Read Past Your Bedtime: Two New Must-Read Mysteries to Keep You Up All Night!

Two of my favorite authors, Jennifer McMahon and Kristen Lepionka, have published new books. McMahon's is another creepy thriller set in Vermont, her favorite place to be, and Lepionka's is the third in her Roxane Weary mystery series. I raved about them in previous posts back in 2018 (read them HERE, opens a new window and HERE, opens a new window). And they continue to write page-turners that keep me wanting more.

Check out their latest!

From McMahon, a chilling ghost story with a twist...

The Invited, opens a new window

People move into haunted houses, sure, but who builds one? That's the central question of McMahon's ninth suspense novel, in which the ghosts visiting a couple are guests, not intruders. Helen and Nate move from suburban Connecticut to a small town in Vermont to simplify their lives, and build the house of their dreams. They soon discover that the land they've moved to has a dark and violent past. Helen, a historian, becomes consumed with the legend of Hattie Breckenridge, a woman accused of witchcraft who lived there a century earlier. Helen begins incorporating historical artifacts into the house -- a beam from a local schoolhouse, bricks from a mill, a mantle from a farmhouse -- objects she has been led to discover and that seem to carry a message, bringing her closer to Hattie and her secrets. As work on the house progresses, it becomes clear that the house and Hattie herself want something from Helen, and that she and Nate are in danger.

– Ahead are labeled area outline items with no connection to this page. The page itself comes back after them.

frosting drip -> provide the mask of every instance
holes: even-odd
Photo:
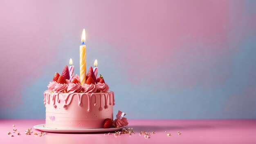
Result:
[[[54,92],[55,93],[64,92],[67,91],[67,84],[56,84],[54,86]]]
[[[107,92],[109,89],[109,87],[106,84],[98,82],[97,85],[97,91],[105,92]]]
[[[54,107],[55,108],[56,108],[56,106],[55,104],[55,102],[56,100],[57,100],[57,102],[58,103],[60,103],[60,100],[59,99],[59,95],[61,95],[63,98],[63,100],[65,102],[65,104],[63,105],[63,107],[64,108],[67,108],[67,107],[70,104],[71,102],[72,102],[72,100],[73,99],[73,97],[76,96],[79,97],[79,102],[78,102],[78,105],[79,106],[81,106],[83,105],[83,104],[82,103],[82,99],[83,97],[84,97],[85,96],[87,96],[88,99],[88,112],[90,111],[91,109],[91,105],[92,105],[92,103],[93,102],[93,106],[97,106],[97,104],[96,103],[97,98],[99,98],[100,100],[100,106],[99,111],[102,111],[103,109],[101,106],[101,96],[104,95],[105,97],[105,106],[104,106],[104,108],[106,109],[108,108],[108,106],[107,102],[108,101],[108,99],[109,99],[109,105],[111,105],[113,104],[113,105],[115,105],[115,97],[114,97],[114,92],[111,91],[110,92],[108,92],[108,93],[99,93],[99,97],[98,97],[97,95],[96,95],[95,93],[52,93],[49,91],[47,90],[45,91],[44,92],[45,99],[44,99],[44,104],[45,105],[46,104],[46,103],[48,104],[50,104],[50,99],[51,98],[51,96],[52,96],[52,100],[53,102],[53,105]],[[67,95],[64,96],[63,94],[65,95]],[[111,97],[112,97],[112,103],[110,102],[111,98]],[[94,97],[94,99],[92,97]]]

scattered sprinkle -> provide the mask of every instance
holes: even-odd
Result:
[[[25,134],[26,135],[31,135],[32,133],[33,133],[32,128],[28,128],[27,130],[25,131]]]

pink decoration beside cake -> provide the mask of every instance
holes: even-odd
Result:
[[[126,115],[124,113],[118,111],[118,113],[116,115],[117,118],[114,121],[114,126],[119,128],[128,125],[127,119],[124,117]]]

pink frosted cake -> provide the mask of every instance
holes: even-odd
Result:
[[[114,92],[108,91],[108,86],[101,75],[96,79],[91,67],[86,84],[82,86],[77,75],[71,82],[68,80],[70,77],[67,71],[66,66],[61,75],[56,73],[44,93],[46,127],[102,128],[105,120],[112,122]]]

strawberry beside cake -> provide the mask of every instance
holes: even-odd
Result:
[[[44,92],[47,128],[102,128],[105,120],[113,120],[114,92],[101,75],[96,78],[91,66],[84,85],[77,75],[70,80],[66,66],[61,75],[55,73]]]

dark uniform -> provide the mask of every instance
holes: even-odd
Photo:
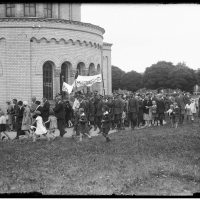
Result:
[[[103,111],[102,111],[103,106],[104,106],[103,100],[102,98],[100,98],[97,105],[97,112],[96,112],[96,123],[100,132],[101,132],[101,120],[102,120],[102,115],[103,115]]]
[[[137,113],[139,112],[138,100],[135,97],[132,97],[128,101],[128,112],[131,121],[131,128],[134,129],[137,123]]]
[[[122,102],[118,99],[118,96],[115,97],[114,105],[113,105],[113,114],[114,114],[114,122],[117,124],[117,128],[120,129],[120,118],[122,114]]]
[[[108,111],[105,111],[102,115],[102,135],[106,138],[106,141],[109,142],[110,139],[108,138],[108,132],[110,130],[110,122],[111,117]]]
[[[99,98],[98,98],[97,95],[95,95],[94,96],[94,125],[95,125],[95,129],[94,130],[97,129],[97,123],[98,123],[97,122],[97,116],[96,116],[98,103],[99,103]]]
[[[113,115],[114,100],[112,99],[112,97],[109,98],[109,100],[107,102],[107,106],[108,106],[108,112],[109,112],[110,118],[111,118],[112,129],[114,129],[114,115]]]

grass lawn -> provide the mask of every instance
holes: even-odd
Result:
[[[82,143],[0,142],[0,193],[192,195],[200,192],[199,120]]]

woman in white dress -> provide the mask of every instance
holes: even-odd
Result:
[[[36,123],[36,127],[33,126],[33,124],[31,125],[31,129],[36,128],[36,130],[33,133],[33,142],[36,141],[36,135],[44,135],[47,138],[47,140],[50,141],[50,138],[47,136],[47,129],[41,117],[41,112],[35,111],[33,115],[36,116],[36,119],[34,122],[34,124]]]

McMahon keeps us busy with multiple viewpoints and mysteries. While roughly half the book is told from Helen's third-person point of view, the other half belongs to Olive, the couple's scrappy 14-year-old neighbor. Desolate in her beloved mom's absence, Olive is obsessed with finding a treasure she believes Hattie hid in the nearby bog. The mystery of where her mom has gone segues in and out of the ghost story. A mutual fascination with the Breckenridge family's dark history draws her and Helen together.

One of the things that I love about McMahon's books is the atmosphere and setting. Her love and knowledge of Vermont show in her books. I am impressed with her ability to write such terrifying novels, while balancing the terror with tragic, well-constructed characters and a secondary plot. The plotting is deft and sure-footed, never slowing, never inconsistent, and relentlessly absorbing. McMahon is a champ!

I now own five of her books; still on a quest to get them all!

And from Lepionka, a late-night phone call can never be good...

The Stories You Tell, opens a new window

After a remarkable debut (The Last Place You Look, opens a new window) and an accomplished second novel (What You Want to See, opens a new window), Lepionka's third installment of the adventures of P.I. Roxane Weary is brilliant. Roxane finds herself plunged into a troublesome case when she receives a late-night emergency call from her brother Andrew, a bartender and occasional drug dealer. He had been home alone when Addison, a jilted old girlfriend, showed up at his apartment in a panic. After making a brief call, she ran from his place and promptly disappeared. The root of the mystery seems to center on a new dating app called BusPass (for Columbus, Ohio, of course) and a couple of middle-class suburban women who are friends with Addison. How these pieces fit together and what it all has to do with the mysterious closure of a local nightclub, and a dead ex-policeman, remains to be seen. Roxane's support network starts to crumble with Andrew behind bars for a parole violation, and her fickle on-again-off-again girlfriend, in Rhode Island. And then there's Tom...

Lepionka constructs a labyrinthine plot with a set of interesting ramifications. As in her previous novels, she does so by timing the story faultlessly, adding razor-sharp dialogue, and above all clever characterization. She has an unerring eye for the nuances of personality and circumstance that make her story's characters genuinely interesting people, rather than mere props in a plot. The narrative resonates with insights into contemporary life; dealing frankly with themes ranging from sexuality to dysfunctional families, from the unsavory side of social media to racial bias and the daily adversities faced by many who just manage to cope with the economics of modern life. 

While it would be understandable if Roxane continued to exist in a state of arrested development as the bitter, angry, bourbon-swilling private eye, Lepionka has taken Weary on a journey of growth and development, novel after novel, with skill and patience. Over the course of three thrilling novels, she has created one of the richest protagonists in crime fiction.

This is an entertaining and thoroughly gripping crime novel and I look forward to the next chapter in the story of Roxane Weary, which should be sometime later this year. I hope to be first in line for a copy!

I recently acquired a bookmark which states: I Read Past My Bedtime. For me, this is soooo true, especially when books by these two authors are involved. They are un-put-down-able must-reads!